Why do you need that many knitting needles?
Each Wednesday, I post a snapshot of the projects I’m working on, and where my brain is at.
This week, I’m still knitting away on my free-form stockinette thing. What it will become is still to-be-determined. And I’m still finding the act of curling string into loops incredibly comforting in it’s consistency.
I still have a pile of ends to weave in. But today, I wanted to write about materials, and how they influence our experience of making.
Because this week, I switched my project from wooden knitting needles to metal ones, and it’s making for an exponentially more enjoyable knitting experience.
I have a lot of knitting needles. And a lot of sewing needles. And a lot of scissors.
(Not to mention a lot of fabric, fiber, yarn, clothes, books, and papers.)
Occasionally, someone (usually a “non-maker” aka muggle) will comment on the multitudes that I have.
“Do you really need that much yarn? That much fabric?”
“How many scissors?”
“Metal, AND wood, AND plastic knitting needles? How many sizes?”
And the answer is “of course.”
Of course, I have that much yarn, that much fabric, that many scissors, needles in many types.
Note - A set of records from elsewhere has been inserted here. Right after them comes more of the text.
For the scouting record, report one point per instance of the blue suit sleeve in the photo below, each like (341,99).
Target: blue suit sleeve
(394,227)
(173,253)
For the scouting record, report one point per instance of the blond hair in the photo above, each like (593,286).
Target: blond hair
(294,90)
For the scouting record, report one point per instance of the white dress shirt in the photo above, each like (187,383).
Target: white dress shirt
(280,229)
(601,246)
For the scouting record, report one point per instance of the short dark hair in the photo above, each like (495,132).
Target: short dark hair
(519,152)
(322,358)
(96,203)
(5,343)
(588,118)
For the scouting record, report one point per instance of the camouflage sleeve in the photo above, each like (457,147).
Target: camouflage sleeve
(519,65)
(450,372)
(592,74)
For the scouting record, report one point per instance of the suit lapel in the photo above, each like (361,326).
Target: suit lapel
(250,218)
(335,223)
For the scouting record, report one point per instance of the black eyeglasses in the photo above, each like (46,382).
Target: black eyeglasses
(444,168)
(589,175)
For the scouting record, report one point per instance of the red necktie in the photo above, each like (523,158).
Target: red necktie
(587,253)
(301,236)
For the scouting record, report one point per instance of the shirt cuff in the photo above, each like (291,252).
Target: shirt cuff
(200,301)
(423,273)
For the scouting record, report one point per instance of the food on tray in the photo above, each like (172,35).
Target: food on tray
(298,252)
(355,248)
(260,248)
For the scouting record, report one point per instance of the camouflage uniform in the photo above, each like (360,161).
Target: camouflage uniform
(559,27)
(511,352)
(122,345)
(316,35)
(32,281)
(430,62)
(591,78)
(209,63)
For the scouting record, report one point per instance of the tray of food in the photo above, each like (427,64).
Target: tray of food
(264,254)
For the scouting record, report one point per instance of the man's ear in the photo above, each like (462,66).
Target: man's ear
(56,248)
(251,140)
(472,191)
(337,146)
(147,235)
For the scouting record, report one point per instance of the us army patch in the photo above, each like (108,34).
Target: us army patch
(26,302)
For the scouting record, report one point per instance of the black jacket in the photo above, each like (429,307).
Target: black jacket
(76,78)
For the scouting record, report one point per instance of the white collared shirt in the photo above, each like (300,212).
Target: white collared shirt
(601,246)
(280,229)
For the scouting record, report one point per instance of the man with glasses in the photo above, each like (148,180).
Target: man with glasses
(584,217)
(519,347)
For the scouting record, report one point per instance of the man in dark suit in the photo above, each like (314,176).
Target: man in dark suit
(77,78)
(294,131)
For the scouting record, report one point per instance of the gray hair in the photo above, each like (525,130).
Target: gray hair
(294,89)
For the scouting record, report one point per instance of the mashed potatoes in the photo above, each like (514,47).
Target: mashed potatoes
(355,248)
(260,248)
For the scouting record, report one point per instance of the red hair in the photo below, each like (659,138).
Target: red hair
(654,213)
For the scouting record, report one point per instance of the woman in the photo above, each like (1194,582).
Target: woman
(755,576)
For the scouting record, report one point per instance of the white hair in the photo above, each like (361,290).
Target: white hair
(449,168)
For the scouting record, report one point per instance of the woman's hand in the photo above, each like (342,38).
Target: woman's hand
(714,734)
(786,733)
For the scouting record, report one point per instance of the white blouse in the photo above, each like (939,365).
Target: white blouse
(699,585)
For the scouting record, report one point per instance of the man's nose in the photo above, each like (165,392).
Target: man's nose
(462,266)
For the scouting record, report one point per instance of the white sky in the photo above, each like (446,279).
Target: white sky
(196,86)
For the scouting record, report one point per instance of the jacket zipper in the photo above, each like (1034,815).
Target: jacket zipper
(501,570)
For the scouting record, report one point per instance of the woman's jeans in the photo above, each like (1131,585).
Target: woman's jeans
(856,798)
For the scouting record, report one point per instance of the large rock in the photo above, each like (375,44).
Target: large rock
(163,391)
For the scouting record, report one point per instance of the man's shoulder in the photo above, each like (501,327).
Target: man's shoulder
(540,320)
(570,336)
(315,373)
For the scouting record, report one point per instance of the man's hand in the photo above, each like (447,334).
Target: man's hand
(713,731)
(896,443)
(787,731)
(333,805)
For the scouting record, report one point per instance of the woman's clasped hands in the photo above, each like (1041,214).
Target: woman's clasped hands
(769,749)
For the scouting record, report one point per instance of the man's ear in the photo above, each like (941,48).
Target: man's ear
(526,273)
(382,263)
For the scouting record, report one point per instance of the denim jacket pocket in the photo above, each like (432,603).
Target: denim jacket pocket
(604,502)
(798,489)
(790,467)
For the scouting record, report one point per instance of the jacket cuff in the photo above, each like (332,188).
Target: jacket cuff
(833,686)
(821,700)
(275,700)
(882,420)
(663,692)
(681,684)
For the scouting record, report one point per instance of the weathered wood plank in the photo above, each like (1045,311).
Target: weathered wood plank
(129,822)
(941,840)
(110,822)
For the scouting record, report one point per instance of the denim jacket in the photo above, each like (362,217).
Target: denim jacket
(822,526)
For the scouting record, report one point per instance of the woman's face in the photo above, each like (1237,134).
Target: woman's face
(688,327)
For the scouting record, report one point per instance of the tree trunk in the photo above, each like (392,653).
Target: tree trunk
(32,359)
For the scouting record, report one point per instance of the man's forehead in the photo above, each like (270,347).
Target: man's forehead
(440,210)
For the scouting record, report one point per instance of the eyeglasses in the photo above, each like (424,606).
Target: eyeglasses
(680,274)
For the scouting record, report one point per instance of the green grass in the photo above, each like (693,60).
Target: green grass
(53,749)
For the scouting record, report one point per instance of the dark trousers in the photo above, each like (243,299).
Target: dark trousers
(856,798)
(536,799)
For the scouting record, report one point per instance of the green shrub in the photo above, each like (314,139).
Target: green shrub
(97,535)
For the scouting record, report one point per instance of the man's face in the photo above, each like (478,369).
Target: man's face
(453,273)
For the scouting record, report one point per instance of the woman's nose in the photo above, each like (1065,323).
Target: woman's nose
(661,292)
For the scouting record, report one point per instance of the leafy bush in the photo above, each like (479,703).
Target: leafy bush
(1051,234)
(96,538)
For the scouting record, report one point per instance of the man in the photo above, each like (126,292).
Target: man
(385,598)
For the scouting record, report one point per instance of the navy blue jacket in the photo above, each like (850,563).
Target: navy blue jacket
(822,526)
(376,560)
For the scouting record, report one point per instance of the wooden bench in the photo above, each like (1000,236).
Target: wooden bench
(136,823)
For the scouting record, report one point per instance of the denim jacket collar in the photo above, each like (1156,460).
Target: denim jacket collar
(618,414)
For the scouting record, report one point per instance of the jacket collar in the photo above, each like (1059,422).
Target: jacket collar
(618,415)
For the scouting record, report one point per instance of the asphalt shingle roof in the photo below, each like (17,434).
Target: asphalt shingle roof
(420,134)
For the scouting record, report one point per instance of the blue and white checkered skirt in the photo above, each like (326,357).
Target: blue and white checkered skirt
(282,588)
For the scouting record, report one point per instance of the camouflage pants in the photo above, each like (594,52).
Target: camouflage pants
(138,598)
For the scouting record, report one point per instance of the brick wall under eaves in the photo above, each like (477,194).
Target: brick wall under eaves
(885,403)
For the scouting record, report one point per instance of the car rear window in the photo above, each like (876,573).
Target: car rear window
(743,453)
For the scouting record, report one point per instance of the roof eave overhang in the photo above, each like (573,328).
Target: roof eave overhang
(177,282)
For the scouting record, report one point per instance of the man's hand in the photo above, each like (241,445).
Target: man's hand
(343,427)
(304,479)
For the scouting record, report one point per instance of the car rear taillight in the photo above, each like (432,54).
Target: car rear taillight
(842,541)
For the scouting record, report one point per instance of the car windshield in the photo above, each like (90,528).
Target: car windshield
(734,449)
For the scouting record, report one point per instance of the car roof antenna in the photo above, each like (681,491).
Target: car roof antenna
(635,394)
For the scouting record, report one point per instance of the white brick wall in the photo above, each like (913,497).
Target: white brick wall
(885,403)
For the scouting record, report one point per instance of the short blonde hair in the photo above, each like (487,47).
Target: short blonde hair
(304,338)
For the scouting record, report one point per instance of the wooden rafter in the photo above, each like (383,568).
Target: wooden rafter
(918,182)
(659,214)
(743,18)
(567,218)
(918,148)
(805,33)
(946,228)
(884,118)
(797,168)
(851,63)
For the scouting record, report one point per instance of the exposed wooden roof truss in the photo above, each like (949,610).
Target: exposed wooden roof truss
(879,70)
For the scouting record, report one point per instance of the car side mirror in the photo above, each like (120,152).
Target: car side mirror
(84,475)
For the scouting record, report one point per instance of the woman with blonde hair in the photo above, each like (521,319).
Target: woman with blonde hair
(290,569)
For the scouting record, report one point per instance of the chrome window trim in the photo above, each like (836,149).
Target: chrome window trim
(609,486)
Could I stand to let go of some things? Of course, who couldn’t?
Will I still have many, and multitudes? Of course I will, I make things out of stuff.
I make things out of stuff, and making requires materials plus tools.
And the tools we use make a difference in how we experience the making.
Can you knit something beautiful if your yarn catches on your needles? Of course you can.
Will the experience of knitting that something be enjoyable? Not so much.
And ultimately, making is a much about the process of making the object, as it is about the object you end up with.